When times of severe draught or other weather phenomenon result in poor quality or availability of pastures and hay, horse owners often turn to complete feeds (i.e. feeds that contain a full diet of roughage, protein, vitamins, minerals, and other needed nutrients) or hay stretchers/replacers (designed to replace the fiber component of the hay/pasture that is no longer available). These products can be extremely useful to horse owners to help them through the tough hay times, but they do come with some usage guidelines to keep horses happy and healthy.
Follow the recommended feeding rate.
This is of particular concern if the product is being used as the sole diet. To keep gut health intact, enough fiber must be consumed each day for regular gut function. And, to keep the horse healthy overall, it is critical to ensure they are receiving all the balanced nutrients that they would normally get through a combination of hay, pasture, and added concentrate feed.
Horses tend to crave long stem fiber to chew on, which is missing in the diet made up of complete feed or hay stretchers.
Owners will most likely see unwanted behaviors begin, such as wood chewing, cribbing, or weaving, without some grass or hay to keep their horse’s mouth and mind busy. While the full daily allotment of hay may not be available or affordable, it is a good idea to offer at least a flake or two each day to help prevent these behaviors (and save your fences). Hay cubes are an option if pasture or traditional baled hay is unavailable.
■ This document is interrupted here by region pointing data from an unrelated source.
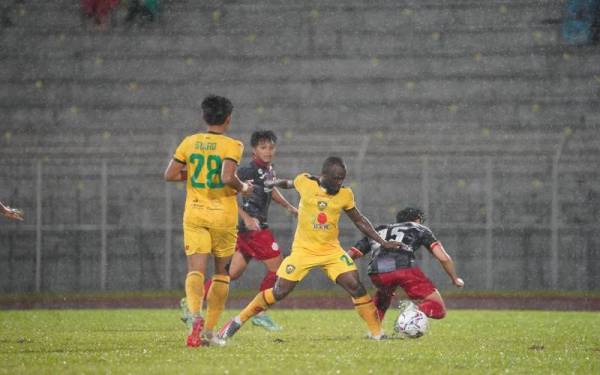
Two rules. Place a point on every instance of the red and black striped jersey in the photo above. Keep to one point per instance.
(412, 236)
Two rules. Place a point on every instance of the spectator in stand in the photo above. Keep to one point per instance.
(145, 10)
(98, 9)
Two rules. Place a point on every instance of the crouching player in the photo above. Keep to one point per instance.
(316, 245)
(389, 270)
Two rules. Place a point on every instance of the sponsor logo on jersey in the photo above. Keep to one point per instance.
(206, 146)
(321, 223)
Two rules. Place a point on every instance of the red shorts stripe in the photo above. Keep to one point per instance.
(412, 280)
(259, 244)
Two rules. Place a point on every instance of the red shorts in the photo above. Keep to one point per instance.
(412, 280)
(259, 244)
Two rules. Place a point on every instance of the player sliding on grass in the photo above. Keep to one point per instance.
(11, 213)
(316, 244)
(255, 239)
(389, 270)
(210, 216)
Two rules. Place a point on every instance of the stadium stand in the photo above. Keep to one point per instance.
(411, 94)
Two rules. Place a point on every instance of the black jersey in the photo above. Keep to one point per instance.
(411, 235)
(257, 204)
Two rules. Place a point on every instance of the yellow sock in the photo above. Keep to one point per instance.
(194, 291)
(368, 312)
(215, 301)
(261, 302)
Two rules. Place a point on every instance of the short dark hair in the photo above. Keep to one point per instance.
(215, 109)
(331, 161)
(410, 214)
(260, 135)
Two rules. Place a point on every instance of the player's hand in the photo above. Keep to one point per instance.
(271, 183)
(252, 223)
(14, 214)
(248, 191)
(391, 245)
(458, 282)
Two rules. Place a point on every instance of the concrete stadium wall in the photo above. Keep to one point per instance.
(475, 111)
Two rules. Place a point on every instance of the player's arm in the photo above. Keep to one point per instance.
(360, 249)
(447, 263)
(11, 213)
(229, 177)
(279, 183)
(280, 199)
(364, 225)
(176, 171)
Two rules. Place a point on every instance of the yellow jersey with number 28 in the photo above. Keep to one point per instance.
(209, 202)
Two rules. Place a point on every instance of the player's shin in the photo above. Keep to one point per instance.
(215, 301)
(194, 291)
(268, 281)
(261, 302)
(368, 312)
(382, 300)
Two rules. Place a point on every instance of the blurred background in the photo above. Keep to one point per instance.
(485, 114)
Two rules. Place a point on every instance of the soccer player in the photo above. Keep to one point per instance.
(208, 162)
(316, 244)
(11, 213)
(255, 239)
(389, 270)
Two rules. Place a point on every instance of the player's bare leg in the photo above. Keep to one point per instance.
(239, 263)
(217, 296)
(261, 302)
(194, 291)
(433, 306)
(362, 302)
(262, 319)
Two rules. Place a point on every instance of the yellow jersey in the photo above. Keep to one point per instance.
(317, 232)
(209, 202)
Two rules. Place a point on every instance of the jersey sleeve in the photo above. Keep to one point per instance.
(181, 152)
(234, 151)
(301, 181)
(349, 201)
(429, 239)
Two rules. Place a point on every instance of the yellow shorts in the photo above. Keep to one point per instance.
(297, 265)
(202, 240)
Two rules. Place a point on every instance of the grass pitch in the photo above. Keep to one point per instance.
(313, 342)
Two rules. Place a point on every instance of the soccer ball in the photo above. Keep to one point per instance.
(411, 323)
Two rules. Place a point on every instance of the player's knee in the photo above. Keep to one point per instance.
(356, 289)
(280, 291)
(433, 309)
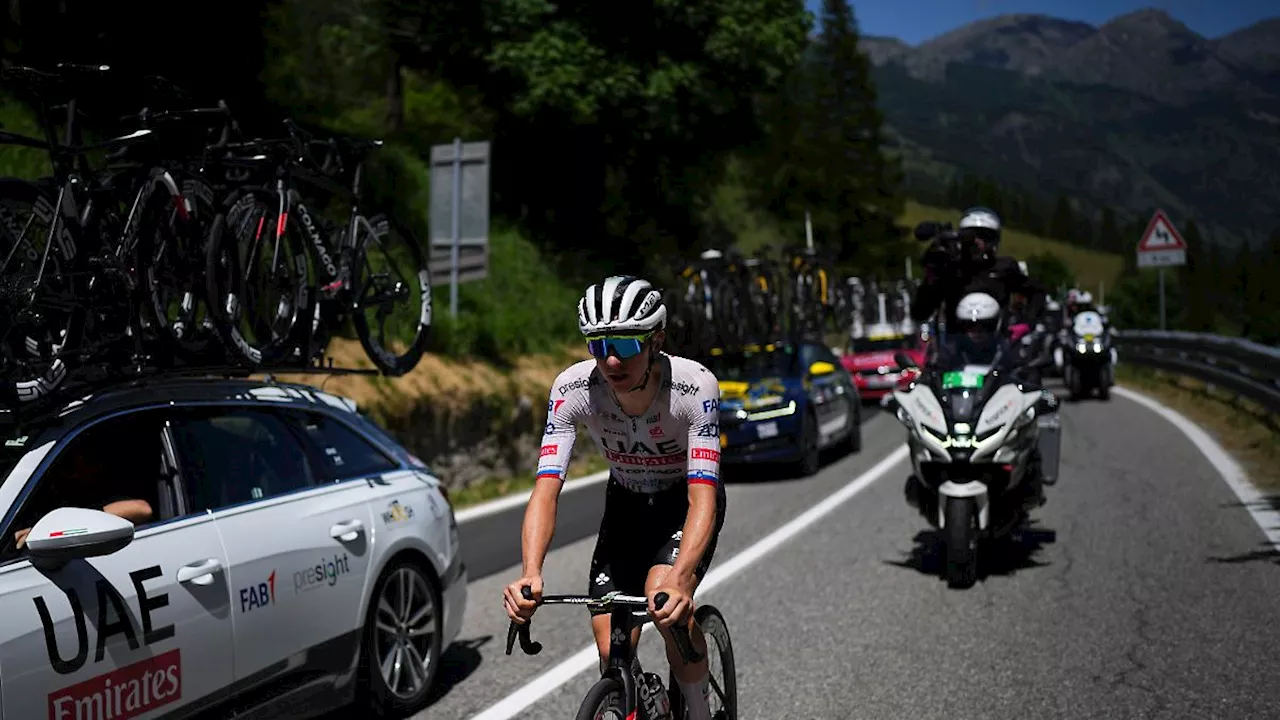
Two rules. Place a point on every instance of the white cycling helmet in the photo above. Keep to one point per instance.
(621, 305)
(976, 308)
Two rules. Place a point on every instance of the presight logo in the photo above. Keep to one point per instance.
(397, 513)
(261, 595)
(321, 574)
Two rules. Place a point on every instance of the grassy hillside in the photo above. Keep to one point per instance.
(1091, 268)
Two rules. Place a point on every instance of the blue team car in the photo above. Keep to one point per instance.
(785, 404)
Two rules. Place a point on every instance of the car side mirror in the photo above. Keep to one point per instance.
(71, 533)
(818, 369)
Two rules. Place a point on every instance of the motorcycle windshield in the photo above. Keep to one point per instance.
(961, 405)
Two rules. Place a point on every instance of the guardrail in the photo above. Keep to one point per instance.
(1246, 368)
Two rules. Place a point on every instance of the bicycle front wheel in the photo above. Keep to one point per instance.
(722, 693)
(392, 290)
(604, 701)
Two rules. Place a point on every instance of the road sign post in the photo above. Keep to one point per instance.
(1161, 246)
(460, 214)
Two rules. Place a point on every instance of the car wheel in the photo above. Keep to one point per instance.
(809, 452)
(402, 639)
(855, 433)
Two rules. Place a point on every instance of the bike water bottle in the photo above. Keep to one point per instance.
(657, 705)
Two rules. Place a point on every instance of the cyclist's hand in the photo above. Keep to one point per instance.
(673, 611)
(519, 609)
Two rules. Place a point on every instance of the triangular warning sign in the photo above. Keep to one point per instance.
(1161, 235)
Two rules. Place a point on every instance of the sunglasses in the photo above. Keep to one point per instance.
(622, 346)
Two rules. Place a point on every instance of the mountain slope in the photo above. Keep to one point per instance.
(1137, 113)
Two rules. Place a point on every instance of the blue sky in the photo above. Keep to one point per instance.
(917, 21)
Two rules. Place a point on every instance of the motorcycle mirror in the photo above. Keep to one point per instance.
(927, 231)
(1046, 404)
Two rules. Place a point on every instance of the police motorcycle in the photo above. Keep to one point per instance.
(983, 441)
(1043, 337)
(1087, 356)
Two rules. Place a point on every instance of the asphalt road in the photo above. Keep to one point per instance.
(1139, 593)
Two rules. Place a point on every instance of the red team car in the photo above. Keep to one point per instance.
(869, 359)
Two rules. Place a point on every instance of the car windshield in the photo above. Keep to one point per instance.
(882, 343)
(754, 365)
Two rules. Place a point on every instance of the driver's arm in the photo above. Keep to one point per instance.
(137, 511)
(703, 413)
(1031, 288)
(563, 411)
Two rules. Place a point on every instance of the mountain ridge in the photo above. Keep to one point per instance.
(1136, 113)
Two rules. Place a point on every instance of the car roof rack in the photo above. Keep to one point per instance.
(74, 391)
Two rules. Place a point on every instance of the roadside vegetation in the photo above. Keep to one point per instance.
(1240, 427)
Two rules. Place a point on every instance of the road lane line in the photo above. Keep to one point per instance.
(510, 501)
(585, 659)
(1256, 502)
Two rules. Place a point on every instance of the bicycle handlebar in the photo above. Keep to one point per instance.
(530, 647)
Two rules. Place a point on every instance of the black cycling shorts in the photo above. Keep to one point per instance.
(640, 531)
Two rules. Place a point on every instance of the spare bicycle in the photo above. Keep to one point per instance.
(625, 691)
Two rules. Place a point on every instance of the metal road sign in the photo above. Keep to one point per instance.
(1161, 246)
(460, 214)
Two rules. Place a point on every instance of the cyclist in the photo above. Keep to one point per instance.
(657, 420)
(958, 264)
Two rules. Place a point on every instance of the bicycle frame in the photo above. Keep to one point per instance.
(622, 665)
(337, 276)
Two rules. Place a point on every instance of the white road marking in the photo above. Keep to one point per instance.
(585, 659)
(522, 497)
(1235, 477)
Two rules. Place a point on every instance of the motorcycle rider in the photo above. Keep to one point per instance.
(654, 417)
(965, 261)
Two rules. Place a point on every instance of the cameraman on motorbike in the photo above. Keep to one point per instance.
(965, 261)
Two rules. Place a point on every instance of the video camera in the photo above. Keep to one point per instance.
(951, 245)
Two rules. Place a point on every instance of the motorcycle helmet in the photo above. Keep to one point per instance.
(982, 223)
(977, 328)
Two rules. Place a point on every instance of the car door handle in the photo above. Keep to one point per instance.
(200, 573)
(346, 531)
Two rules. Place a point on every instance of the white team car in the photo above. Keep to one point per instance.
(293, 554)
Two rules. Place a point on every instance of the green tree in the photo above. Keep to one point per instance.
(828, 154)
(1264, 306)
(1109, 232)
(1136, 301)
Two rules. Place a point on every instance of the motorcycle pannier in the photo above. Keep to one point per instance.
(1050, 446)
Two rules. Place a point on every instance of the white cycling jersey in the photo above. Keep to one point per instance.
(676, 440)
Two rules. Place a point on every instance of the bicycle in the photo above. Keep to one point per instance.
(327, 269)
(625, 691)
(112, 244)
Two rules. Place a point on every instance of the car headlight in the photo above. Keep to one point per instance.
(778, 411)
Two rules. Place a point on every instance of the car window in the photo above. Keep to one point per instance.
(238, 455)
(341, 451)
(808, 356)
(115, 465)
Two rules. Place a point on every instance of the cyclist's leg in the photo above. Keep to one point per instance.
(616, 564)
(693, 679)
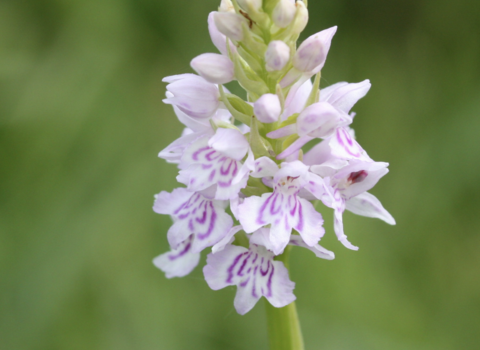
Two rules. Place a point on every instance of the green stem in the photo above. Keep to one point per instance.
(284, 331)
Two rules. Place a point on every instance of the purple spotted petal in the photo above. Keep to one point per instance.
(193, 214)
(202, 167)
(178, 262)
(367, 204)
(358, 177)
(283, 212)
(255, 274)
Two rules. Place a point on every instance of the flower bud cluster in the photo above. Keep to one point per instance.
(248, 155)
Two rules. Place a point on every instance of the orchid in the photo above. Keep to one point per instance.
(249, 156)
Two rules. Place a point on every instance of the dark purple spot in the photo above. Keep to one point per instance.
(357, 176)
(195, 155)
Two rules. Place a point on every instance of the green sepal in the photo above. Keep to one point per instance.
(241, 117)
(260, 146)
(239, 104)
(247, 78)
(269, 5)
(315, 93)
(252, 42)
(225, 125)
(253, 62)
(289, 121)
(255, 187)
(291, 32)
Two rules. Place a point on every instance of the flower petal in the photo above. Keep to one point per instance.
(367, 204)
(344, 95)
(229, 142)
(178, 262)
(255, 274)
(338, 227)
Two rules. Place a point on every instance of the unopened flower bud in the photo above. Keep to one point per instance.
(283, 13)
(312, 53)
(215, 68)
(226, 6)
(229, 24)
(267, 108)
(301, 18)
(250, 4)
(277, 55)
(193, 95)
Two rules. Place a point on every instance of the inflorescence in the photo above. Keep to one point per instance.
(247, 155)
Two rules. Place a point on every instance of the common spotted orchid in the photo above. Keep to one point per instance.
(249, 154)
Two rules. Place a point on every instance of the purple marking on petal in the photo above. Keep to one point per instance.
(262, 209)
(235, 168)
(203, 218)
(300, 217)
(190, 225)
(357, 176)
(208, 156)
(183, 216)
(231, 267)
(244, 283)
(212, 175)
(254, 287)
(227, 171)
(225, 184)
(269, 283)
(264, 273)
(239, 272)
(292, 212)
(180, 254)
(348, 139)
(272, 207)
(211, 226)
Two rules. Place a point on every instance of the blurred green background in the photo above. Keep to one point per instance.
(81, 123)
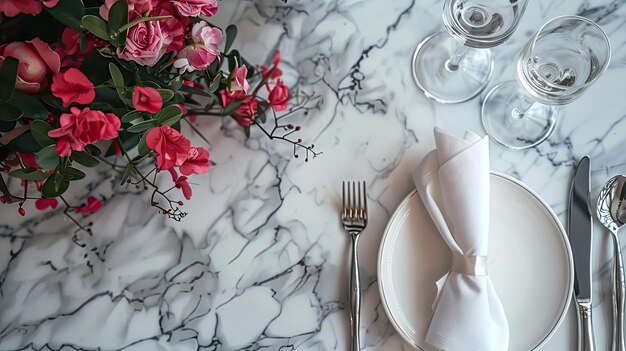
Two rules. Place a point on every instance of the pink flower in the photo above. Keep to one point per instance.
(171, 146)
(278, 96)
(204, 50)
(147, 99)
(42, 204)
(141, 6)
(93, 205)
(195, 8)
(197, 162)
(238, 80)
(145, 43)
(36, 60)
(82, 127)
(73, 86)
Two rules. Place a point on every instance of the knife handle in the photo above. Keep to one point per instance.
(619, 295)
(585, 328)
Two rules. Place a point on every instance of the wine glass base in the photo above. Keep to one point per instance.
(513, 132)
(437, 81)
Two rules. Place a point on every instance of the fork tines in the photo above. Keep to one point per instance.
(354, 202)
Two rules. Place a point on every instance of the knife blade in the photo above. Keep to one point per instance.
(580, 231)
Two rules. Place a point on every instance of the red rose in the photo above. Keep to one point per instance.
(197, 162)
(73, 86)
(36, 60)
(147, 99)
(278, 96)
(171, 146)
(82, 127)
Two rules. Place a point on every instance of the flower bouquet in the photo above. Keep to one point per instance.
(119, 82)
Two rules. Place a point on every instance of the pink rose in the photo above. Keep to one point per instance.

Ensure proper water and salt consumption. Proper hydration levels are essential to keeping the gut moving properly.
In the absence of available forage, providing a complete feed concentrate is a better option than feeding a concentrate that is designed to be fed with forage, by itself. With proper management and attention to detail, both the horse and the owner’s pocketbook can pull through the hay shortage!